Onze aanpak wordt belemmerd door uiteraard de detentie, door huisarrest, door
het hebben van een strafblad, door misprijzen en wantrouwen die ze ervaren bij
de politie of bij anderen, door de slechte naam die ze in de buurt hebben
en waar ze moeilijk van af komen. Dit wil niet zeggen dat deze maatregelen niet
mogen worden genomen. Het is aan het Openbaar Ministerie en de kinderrechter om hierover te
oordelen. Het gaat hier om de vraag hoe kunnen we naast al die maatregelen ons
doel bereiken: integratie van de jongere in de samenleving. Met alleen
repressie kan dit doel niet bereikt worden. Voortdurend opsluiten is ook niet
de beste optie.
Wij willen de jongeren gewoon op school krijgen, aan werk helpen, in contact
brengen met mensen die om hen geven zodat zij er ook bij horen; hen de
vaardigheden aanleren om hierin te slagen en hen het nodige
zelfvertrouwen en een positief zelfbeeld bijbrengen. Onze methodiek is hierop
gebaseerd en de hulpverlener die deze aanpak probeert waar te maken kan niet
tegelijkertijd diegene zijn die repressieve maatregelen neemt of mee helpt
uitvoeren en controleren.
Om uit dit dilemma te komen zou het Openbaar Ministerie en de kinderrechter op een gegeven
moment in de levensloop van de jongere hem voor de keuze kunnen stellen: ofwel
gaan we door met de repressieve aanpak, ofwel werk je samen met het Pilot
Project en dan blijven onze maatregelen voorwaardelijk. Alle andere
bemoeienissen worden opgegeven, zolang je goed samenwerkt met de jeugdhulpverleners.
Pleeg je opnieuw een delict of zorg je toch nog voor overlast, dan zullen die
maatregelen alsnog van kracht worden (als de straf beëindigd is, dan kunnen we
je weeral een nieuwe kans geven).
Nu zou je de vraag kunnen stellen hoever onze tolerantie moet gaan of hoe vaak we na het zoveelste delict de crimineel een nieuwe kans moeten geven. Welnu, het antwoord hierop maakt het verschil uit tussen een beschaafde samenleving en een primitieve clangemeenschap. In een primitieve gemeenschap wordt een dief die voor de derde keer wordt betrapt de handen afgehakt. In een samenleving met een christelijk fundament zijn we altijd bereid om te vergeven en om met nieuwe hoop de crimineel een kans te geven. Volgens mij is dit een doorslaggevend argument om Europa te blijven zien als een christelijke beschaving. Als we die identiteit verloochenen wordt Europa bij een diepe economische recessie één groot slagveld.

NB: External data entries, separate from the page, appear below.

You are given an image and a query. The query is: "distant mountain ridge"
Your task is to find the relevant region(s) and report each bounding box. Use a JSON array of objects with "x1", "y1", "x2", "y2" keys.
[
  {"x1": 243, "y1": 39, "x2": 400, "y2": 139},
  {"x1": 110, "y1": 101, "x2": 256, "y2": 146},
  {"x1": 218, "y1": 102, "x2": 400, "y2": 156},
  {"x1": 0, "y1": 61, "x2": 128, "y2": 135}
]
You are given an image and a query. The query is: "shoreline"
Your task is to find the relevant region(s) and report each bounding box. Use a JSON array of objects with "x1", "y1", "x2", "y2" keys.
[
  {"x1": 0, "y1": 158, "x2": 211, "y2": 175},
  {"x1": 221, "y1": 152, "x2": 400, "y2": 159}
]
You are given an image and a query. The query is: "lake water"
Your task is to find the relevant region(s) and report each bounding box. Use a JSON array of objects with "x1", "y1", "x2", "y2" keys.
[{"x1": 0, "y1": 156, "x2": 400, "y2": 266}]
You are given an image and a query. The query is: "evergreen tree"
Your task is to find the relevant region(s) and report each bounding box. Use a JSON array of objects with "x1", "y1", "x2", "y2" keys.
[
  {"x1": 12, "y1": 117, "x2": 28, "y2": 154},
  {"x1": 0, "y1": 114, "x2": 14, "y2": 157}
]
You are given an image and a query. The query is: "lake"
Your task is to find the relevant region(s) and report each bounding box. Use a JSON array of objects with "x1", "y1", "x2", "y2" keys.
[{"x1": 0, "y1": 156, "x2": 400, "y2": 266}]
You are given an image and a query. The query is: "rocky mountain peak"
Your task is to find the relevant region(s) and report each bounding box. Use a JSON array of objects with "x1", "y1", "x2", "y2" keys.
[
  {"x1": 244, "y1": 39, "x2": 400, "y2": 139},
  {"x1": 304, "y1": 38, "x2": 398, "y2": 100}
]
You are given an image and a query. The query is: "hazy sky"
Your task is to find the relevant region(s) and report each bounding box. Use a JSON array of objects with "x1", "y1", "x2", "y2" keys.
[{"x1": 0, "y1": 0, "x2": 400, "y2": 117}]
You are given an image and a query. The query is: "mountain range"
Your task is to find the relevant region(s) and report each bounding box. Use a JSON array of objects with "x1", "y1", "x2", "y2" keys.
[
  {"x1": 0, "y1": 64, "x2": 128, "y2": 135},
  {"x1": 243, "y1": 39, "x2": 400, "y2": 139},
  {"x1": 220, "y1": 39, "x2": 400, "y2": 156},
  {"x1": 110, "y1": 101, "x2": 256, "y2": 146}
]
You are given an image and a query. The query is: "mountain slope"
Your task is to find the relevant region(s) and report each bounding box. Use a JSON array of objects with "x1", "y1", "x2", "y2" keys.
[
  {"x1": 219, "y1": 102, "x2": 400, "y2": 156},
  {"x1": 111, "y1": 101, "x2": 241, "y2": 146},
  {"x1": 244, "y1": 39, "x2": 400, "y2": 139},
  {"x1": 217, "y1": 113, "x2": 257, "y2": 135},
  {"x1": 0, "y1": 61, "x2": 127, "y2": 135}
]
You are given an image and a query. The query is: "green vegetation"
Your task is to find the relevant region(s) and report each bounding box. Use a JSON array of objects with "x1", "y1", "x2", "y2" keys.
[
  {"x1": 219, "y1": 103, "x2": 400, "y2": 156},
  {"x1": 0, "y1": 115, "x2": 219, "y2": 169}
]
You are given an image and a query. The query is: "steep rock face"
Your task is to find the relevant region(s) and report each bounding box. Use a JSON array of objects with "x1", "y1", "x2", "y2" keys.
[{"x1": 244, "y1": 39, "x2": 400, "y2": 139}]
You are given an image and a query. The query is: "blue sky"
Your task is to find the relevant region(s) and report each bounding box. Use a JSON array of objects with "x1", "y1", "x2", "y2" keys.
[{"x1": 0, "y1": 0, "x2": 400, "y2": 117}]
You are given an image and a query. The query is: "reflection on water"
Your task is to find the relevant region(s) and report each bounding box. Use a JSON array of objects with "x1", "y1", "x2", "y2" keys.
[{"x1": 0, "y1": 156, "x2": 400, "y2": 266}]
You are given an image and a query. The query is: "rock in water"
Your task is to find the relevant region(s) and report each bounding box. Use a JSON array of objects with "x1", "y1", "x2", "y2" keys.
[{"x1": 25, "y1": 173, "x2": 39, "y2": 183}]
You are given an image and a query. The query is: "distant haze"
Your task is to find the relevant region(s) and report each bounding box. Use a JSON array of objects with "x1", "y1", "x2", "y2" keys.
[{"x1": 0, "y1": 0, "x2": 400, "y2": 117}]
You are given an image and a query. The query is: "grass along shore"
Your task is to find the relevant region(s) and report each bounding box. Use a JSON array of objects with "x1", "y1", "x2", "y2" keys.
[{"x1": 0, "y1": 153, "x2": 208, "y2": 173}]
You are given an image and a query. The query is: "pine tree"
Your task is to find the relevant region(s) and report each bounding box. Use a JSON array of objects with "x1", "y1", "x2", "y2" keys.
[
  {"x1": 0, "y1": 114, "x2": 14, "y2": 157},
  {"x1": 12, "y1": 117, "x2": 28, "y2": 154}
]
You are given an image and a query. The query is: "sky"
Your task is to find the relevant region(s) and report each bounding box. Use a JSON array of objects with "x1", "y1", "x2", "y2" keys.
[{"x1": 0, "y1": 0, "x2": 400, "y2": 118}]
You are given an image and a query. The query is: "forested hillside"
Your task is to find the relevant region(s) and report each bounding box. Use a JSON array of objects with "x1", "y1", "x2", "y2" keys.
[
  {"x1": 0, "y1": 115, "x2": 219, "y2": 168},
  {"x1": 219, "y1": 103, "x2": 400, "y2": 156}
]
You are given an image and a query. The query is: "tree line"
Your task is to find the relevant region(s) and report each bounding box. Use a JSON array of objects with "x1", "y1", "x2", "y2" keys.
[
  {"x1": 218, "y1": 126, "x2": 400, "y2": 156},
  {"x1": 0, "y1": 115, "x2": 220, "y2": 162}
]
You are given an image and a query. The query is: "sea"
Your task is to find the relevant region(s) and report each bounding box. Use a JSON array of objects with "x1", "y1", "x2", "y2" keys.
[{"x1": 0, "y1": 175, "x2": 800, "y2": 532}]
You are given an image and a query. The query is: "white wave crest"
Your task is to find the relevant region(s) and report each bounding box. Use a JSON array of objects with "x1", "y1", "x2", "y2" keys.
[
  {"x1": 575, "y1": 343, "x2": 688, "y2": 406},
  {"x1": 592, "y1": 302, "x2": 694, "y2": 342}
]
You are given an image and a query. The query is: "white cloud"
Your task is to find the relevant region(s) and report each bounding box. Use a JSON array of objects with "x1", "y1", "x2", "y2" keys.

Matteüs 12;9-12: En Hij vertrok van die plaats en ging in hun synagoge. En zie, daar was een mens met een verschrompelde hand. En zij legden Hem de vraag voor, of het geoorloofd is op de sabbat te genezen, om Hem te kunnen aanklagen. Maar Hij zeide tot hen: Wie zou er onder u zijn, die één schaap heeft en die, als dit op een sabbat in een put valt, het niet grijpen zal en eruit trekken? Hoeveel gaat niet een mens een schaap te boven? Derhalve is het geoorloofd op de sabbat wel te doen.
Kortom, het gaat niet alleen om de toepassing van de wet, maar vooral om het welzijn van het individu. Dat is het ware individualisme en de onvervangbare roeping van de westerse beschaving tegenover de primitieve culturen waar de groep elk individu tiranniseert.